Il faut dire que le lien hiérarchique entre le Ministère et le Parquet n’est pas un phantasme, mais résulte des textes. Je peux citer, comme base, l’article 5 de l’ordonnance du 22 décembre 1958 : « Les magistrats du parquet sont placés sous la direction et le contrôle de leurs chefs hiérarchiques et sous l’autorité du garde des sceaux, ministre de la justice. A l’audience, leur parole est libre. » Et comme piqûre de rappel, l’article 30 du Code de procédure pénale, introduit par la loi Perben du 9 mars 2004 : « Le ministre de la justice conduit la politique d’action publique déterminée par le Gouvernement. Il veille à la cohérence de son application sur le territoire de la République. A cette fin, il adresse aux magistrats du ministère public des instructions générales d’action publique. Il peut dénoncer au procureur général les infractions à la loi pénale dont il a connaissance et lui enjoindre, par instructions écrites et versées au dossier de la procédure, d’engager ou de faire engager des poursuites ou de saisir la juridiction compétente de telles réquisitions écrites que le ministre juge opportunes ». Ajoutez à cela toutes les interventions politiques sur la conduite des affaires…

Tout le problème est que le Conseil constitutionnel avait validé ces textes, affirmant que « l’autorité judiciaire comprend à la fois les magistrats du Siège et du Parquet » (Décision n° 2004-492, 2 mars 2004 ; décision n° 93-326, 11 août 1993). Le législateur a donc confié de nombreux pouvoirs au Parquet, et l’arrêt  Medvedyev menace tout un pan de notre procédure pénale.

s-justice-is-blind-sm.jpgLa France a fait appel, et l’affaire a été examinée devant la grande chambre de la Cour de Strasbourg, le 6 mai. On attend l’arrêt, qui fera autorité, dans les semaines qui viennent. La Cour peut jongler, compte tenu de la complexité des faits dans l’affaire du bateau cambodgien, ou trancher dans le vif. Mais à ce jour, le statut du Parquet est en sursis. Si la Cour confirme, il faudra soit retirer au Parquet nombre de ses pouvoirs, soit lui donner une vraie indépendance vis-à-vis du ministère.

Le problème est déjà sérieux, mais il devient ingérable quand le gouvernement a pour projet de confier les pouvoirs d’enquête judiciaire au Parquet sans ne rien changer à son statut hiérarchique. Là, il faut distinguer. Cette suppression du juge d’instruction n’était pas franchement un impératif, dès lors que depuis une quinzaine d’années, des droits avaient été retirés au juge et d’autres reconnus à la Défense. Ceci dit, pourquoi pas ? Sur le principe, confier l’enquête au Parquet, face à la Défense, a le mérite de la clarté. Mais il faut alors que le Parquet soit indépendant, pour devenir un autorité judicaire incontestable. Or, le projet devient insensé car le gouvernement n’envisage pas un instant d’abandonner son autorité hiérarchique sur le Parquet. Ce qui signifie que toutes les procédures seraient menacées par un arrêt de la Cour européenne des Droits de l’homme.  

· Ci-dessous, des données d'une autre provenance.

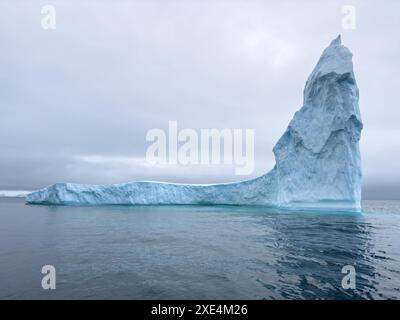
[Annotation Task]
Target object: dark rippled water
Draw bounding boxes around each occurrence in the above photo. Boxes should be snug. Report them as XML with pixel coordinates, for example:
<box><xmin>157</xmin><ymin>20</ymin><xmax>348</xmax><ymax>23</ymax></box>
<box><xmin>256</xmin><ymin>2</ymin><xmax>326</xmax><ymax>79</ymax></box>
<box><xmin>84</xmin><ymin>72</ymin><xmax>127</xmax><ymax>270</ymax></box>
<box><xmin>0</xmin><ymin>198</ymin><xmax>400</xmax><ymax>299</ymax></box>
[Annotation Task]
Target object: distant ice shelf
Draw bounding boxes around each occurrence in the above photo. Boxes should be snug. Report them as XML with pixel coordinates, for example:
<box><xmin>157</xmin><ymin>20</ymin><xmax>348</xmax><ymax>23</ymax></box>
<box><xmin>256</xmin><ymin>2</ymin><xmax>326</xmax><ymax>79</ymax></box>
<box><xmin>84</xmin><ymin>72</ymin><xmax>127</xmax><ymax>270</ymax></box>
<box><xmin>26</xmin><ymin>36</ymin><xmax>363</xmax><ymax>211</ymax></box>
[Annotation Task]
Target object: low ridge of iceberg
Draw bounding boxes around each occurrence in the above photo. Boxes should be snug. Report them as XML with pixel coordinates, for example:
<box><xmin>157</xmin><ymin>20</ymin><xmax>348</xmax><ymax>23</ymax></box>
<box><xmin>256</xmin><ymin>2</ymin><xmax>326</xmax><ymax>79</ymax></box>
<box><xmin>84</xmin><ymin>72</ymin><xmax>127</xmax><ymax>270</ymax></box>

Tout le monde a bien compris: ce que Sarkozy et Fillon veulent, c’est limiter l’indépendance de la justice, et prendre via le ministère, le contrôle sur les enquêtes. Et ils font comme s’ils pouvaient voter tout et n’importe quoi parce qu’ils ont la majorité à l’Assemblée.  

Ce qui est très nouveau avec l’intervention de Jean-Louis Nadal, lors de cette audience officielle, c’est que la magistrature veut défendre son honneur et sa fonction. Les juges pourraient laisser faire, restant à leur rôle : appliquer la loi. Mais ils savent que c’est toute la justice française qui serait atteinte. On se rappellera la formule de Jean-Louis Nadal : l’obstacle n’est pas politique, mais juridique. Aujourd’hui, les juges refusent de se laisser entrainer dans la spirale de ce projet contre nature, qui veut fouler au pied ce qui est l’essence de la justice : son indépendance vis-à-vis du pouvoir.